I feel like so much has happened since I last checked in…. My vintage-pop party SH-BOOM made its debut on January 2nd, and much to my relief, it was a hit! buy ativan online india Something strange has happened to New York lately. Usually when I DJ to a crowd that’s not big on ’60s music, you get all sorts of unhappy punters coming up to the booth asking for hip-hop or Taylor Swift, but at SH-BOOM everyone that came up to me and my DJ partner for the night, Josh Styles, paid us either the kindest of compliments or asked to know the name of a record. Most welcome and peculiar!

Last week I did a 4-hour set at the Donna Cocktail Bar in Williamsburg for the Dust & Grooves month-long residency. You can have a listen via the MixCloud widget below or if you click on this link. It’s rare that I get to mix Diana Dors with the Dixie Cups, Truly Smith with Cyndi Lauper, Shena Ringo with Hide & Rosanna, and I must admit that I actually prefer being able to criss cross genres, decades, and styles. I’m actually auditioning for a local radio station with exactly this concept in mind, so will keep you posted once I—gulp, fingers xxxxxxx’d!—pass!

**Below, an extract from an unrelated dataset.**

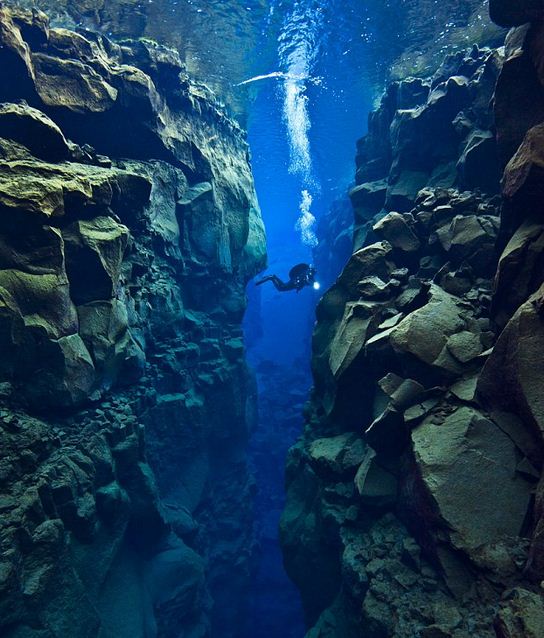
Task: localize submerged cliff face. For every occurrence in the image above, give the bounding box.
[0,8,265,638]
[282,2,544,638]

Sheila B – All Girls All Vinyl – Dust & Grooves Residency @ Donna by Dust & Grooves on Mixcloud

Oh, and I devoured Viv Albertine‘s Clothes Clothes Clothes Music Music Music Boys Boys Boys over the holidays, and give it hundreds of stars and my highest recommendation to anyone who loves music autobiographies. I only wish I had this book at age 12, as I probably would’ve trusted myself a whole lot more and not tried so hard to be like a guy. 

Next SH-BOOM is Friday February 6th with guest DJs Josh Styles + Drew Redmond. Here’s the link to the Facebook event page: http://www.facebook.com/events/323213727871089/

xo-Sheila

Sh-Boom2_final

3 Responses to Sukiyaki + Cocktail Mix

  1. Derek N says:

    Yo Sheila, I finally scored my copy of “I Changed My Mind Jack” after hearing it nearly a year ago on your She Sold Me Magic mix! A beautiful copy of the Swedish release with the picture sleeve! Glad I didn’t have to wait three years like you. 😉

    I wish I could go to your SH-BOOM night, but it’d be a long trek from Seattle. Best of luck with the radio gig.

    • admin says:

      Hey Derek: Excellent news! Isn’t it such a brilliant track? My copy is also a Swedish picture sleeve. I’ve never seen the American issue.
      xo-Sheila

  2. Mike says:

    Nice mix! Glad I found your site the other week.

    Good luck with the radio audition; I’m about to start up with KTRU in Houston, after being away from the radio game for about eight years (WTUL in New Orleans was my former home). I know what you mean about getting to mix styles/genres/decades… the programming directors are trying to sell me on helping out with the African show, but I’m really hoping to nab a freeform slot.